With his death April 21, Pope Francis marked yet another first in the history of the Catholic Church: he became the first pope to open the Holy Door of St. Peter’s Basilica without living to close it.
The pope opened the Holy Door Dec. 24, 2024, marking the beginning of the Holy Year 2025, a tradition normally celebrated in the church every 25 years as a time of spiritual renewal and pilgrimage. His death four months later means the Holy Door will be sealed by his successor – an unprecedented moment in the modern history of Jubilee celebrations.
Only once before had a Jubilee begun under one pope and concluded by another. In 1700, Pope Innocent XII, already gravely ill, gave his blessing for the start of the Jubilee he had declared in 1699 but was unable to preside at the opening of the Holy Door. He died in September 1700 and it fell to Pope Clement XI, elected later that year, to close the Holy Door and conclude the Jubilee.

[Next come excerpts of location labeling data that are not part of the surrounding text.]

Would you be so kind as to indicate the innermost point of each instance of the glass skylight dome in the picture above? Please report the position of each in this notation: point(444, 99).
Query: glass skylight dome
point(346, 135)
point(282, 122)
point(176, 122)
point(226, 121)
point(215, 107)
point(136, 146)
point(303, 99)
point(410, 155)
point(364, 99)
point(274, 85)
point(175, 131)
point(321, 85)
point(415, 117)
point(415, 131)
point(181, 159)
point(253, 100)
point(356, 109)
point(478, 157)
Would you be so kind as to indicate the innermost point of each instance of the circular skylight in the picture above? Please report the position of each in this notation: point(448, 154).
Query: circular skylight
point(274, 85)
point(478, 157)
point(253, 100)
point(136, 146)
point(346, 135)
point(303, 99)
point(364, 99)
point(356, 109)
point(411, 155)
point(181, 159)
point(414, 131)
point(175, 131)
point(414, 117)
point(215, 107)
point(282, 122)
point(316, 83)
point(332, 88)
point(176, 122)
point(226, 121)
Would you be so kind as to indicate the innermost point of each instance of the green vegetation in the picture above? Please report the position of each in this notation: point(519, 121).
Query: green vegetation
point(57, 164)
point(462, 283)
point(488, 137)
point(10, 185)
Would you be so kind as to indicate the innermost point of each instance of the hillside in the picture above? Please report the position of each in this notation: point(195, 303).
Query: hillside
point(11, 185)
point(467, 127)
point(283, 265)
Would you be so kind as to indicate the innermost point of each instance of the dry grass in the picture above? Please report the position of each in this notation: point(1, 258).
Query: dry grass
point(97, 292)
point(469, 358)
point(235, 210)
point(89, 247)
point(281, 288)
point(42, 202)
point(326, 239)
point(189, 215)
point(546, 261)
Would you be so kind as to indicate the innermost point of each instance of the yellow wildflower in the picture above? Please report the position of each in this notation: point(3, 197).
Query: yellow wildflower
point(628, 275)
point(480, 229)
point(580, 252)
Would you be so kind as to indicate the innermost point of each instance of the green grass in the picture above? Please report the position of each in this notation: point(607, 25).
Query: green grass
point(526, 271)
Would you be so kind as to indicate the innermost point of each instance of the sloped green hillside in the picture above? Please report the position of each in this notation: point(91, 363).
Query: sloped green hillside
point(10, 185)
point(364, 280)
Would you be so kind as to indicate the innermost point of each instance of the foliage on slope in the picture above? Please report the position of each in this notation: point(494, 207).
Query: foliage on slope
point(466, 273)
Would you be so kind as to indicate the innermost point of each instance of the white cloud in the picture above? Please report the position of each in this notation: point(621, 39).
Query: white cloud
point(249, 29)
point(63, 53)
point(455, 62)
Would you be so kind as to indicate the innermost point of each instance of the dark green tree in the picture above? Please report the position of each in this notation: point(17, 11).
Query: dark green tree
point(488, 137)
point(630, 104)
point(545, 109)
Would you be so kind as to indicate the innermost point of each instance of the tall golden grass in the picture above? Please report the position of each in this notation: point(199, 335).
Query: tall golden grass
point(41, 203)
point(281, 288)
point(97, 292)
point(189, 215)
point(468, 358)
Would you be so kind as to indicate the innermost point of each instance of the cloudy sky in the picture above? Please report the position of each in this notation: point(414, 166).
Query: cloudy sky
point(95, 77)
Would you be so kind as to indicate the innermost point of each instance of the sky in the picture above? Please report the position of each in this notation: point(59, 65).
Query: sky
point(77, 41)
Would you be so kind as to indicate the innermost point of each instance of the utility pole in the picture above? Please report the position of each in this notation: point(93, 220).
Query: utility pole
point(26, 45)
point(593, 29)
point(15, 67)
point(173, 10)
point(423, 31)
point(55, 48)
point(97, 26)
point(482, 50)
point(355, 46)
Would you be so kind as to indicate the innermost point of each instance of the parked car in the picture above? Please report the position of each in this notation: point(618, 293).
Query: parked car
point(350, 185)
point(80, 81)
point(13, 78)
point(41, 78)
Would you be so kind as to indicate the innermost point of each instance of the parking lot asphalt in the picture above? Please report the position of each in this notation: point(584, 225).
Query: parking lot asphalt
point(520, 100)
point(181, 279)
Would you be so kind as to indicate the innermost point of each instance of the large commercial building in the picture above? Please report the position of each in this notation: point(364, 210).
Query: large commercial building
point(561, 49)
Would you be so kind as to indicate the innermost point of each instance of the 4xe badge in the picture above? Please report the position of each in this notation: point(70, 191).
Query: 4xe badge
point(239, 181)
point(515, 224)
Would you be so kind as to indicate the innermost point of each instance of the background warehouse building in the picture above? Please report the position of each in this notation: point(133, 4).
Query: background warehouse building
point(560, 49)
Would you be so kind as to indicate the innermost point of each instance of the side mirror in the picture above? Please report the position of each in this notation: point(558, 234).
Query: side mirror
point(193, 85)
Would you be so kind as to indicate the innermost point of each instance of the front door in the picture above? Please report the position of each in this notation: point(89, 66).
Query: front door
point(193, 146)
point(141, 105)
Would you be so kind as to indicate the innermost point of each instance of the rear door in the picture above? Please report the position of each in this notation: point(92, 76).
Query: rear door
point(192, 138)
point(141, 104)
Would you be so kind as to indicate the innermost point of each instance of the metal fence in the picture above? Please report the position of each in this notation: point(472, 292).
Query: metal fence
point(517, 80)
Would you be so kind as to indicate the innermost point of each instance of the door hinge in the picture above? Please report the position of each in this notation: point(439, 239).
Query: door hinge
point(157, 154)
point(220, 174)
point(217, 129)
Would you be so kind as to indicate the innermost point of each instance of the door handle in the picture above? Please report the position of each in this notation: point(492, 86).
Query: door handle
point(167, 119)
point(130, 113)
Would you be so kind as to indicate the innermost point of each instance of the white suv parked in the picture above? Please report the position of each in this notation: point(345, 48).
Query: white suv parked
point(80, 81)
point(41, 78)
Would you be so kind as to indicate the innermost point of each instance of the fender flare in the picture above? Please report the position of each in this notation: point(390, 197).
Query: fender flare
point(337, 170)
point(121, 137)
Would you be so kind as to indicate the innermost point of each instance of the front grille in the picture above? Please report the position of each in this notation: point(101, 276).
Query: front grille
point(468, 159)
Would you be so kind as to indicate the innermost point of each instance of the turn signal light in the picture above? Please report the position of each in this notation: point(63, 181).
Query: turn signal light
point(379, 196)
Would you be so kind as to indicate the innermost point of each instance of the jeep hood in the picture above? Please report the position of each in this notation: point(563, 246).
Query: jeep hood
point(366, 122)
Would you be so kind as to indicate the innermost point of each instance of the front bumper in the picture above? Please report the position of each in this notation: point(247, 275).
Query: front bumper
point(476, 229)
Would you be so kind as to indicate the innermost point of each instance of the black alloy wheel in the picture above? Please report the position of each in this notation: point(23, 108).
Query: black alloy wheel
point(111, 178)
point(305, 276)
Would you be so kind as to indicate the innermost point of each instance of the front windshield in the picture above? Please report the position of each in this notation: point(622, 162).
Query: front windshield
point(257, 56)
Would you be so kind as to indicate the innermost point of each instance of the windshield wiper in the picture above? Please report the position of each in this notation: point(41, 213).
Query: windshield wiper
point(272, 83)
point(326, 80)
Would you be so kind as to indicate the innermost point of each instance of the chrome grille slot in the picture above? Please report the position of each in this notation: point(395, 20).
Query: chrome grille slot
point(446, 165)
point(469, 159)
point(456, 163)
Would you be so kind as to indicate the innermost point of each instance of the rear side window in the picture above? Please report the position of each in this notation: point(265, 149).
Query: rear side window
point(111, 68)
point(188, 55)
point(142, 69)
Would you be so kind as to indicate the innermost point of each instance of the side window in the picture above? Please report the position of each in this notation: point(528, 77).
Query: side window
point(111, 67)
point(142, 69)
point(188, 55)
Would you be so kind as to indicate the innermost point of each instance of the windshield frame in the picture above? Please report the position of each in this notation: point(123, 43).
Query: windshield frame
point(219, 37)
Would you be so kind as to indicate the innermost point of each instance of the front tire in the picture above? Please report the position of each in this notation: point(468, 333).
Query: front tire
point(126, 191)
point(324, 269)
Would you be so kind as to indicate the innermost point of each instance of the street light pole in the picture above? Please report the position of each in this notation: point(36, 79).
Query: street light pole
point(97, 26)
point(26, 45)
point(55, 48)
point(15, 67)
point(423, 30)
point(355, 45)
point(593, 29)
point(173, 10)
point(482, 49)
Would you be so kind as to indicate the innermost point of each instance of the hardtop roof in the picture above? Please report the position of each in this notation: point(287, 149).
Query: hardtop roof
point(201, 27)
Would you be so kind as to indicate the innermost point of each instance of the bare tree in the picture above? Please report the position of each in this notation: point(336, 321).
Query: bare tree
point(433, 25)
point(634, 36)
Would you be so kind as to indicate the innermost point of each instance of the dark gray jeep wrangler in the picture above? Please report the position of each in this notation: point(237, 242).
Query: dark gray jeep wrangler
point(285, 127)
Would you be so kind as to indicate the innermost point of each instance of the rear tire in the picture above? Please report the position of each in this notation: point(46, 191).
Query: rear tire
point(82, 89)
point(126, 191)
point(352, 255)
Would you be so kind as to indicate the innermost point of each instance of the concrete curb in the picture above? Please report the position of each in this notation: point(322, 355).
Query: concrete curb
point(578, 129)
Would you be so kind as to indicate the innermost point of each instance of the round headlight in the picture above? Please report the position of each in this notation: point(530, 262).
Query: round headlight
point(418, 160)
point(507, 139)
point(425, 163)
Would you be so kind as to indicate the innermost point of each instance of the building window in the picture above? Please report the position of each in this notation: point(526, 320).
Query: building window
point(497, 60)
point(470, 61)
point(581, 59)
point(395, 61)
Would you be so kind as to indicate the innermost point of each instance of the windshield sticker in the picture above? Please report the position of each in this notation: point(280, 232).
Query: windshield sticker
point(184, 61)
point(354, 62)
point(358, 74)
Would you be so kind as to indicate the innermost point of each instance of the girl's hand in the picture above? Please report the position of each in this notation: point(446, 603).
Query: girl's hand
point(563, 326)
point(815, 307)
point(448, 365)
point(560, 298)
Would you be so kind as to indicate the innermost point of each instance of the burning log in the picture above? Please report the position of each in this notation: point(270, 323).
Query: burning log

There have been other instances in which a Jubilee was proclaimed by one pontiff and carried out by another.
In 1389, Pope Urban VI declared the following year to be a holy year by changing the cycle of Jubilee celebrations to be observed every 33 years. His death that year meant the Holy Year 1390 was presided over by Pope Boniface IX.
A similar situation occurred when Pope Paul II proclaimed the Holy Year 1475 and laid out the requirement of visiting Rome's four major basilicas, but he died before the Jubilee began and it was presided over by Pope Sixtus IV.
Pope Julius III presided over the Holy Year 1550 proclaimed by his predecessor, Pope Paul III, and Pope Pius VI presided over the Holy Year 1775 proclaimed by his predecessor Pope Clement XIV.
Yet Pope Francis became the only pope to personally open the Holy Door to inaugurate a holy year without closing it himself.
He previously opened and closed the Holy Door of the basilica during the extraordinary Jubilee of Mercy he called in 2015. The pope was also the first to open a holy door outside the Vatican, opening the Holy Door of the Notre-Dame Cathedral in Bangui, Central African Republic, that year.
In December 2024, he opened the Holy Door at the church in Rome's Rebibbia prison complex as a sign of hope to incarcerated people.
A few days before Pope Francis was elected in March 2013, he told his fellow cardinals, "I have the impression that Jesus is locked inside the church and that he is knocking because he wants to get out!"
Among his last gestures as pope, he left the door to the world's largest church wide open.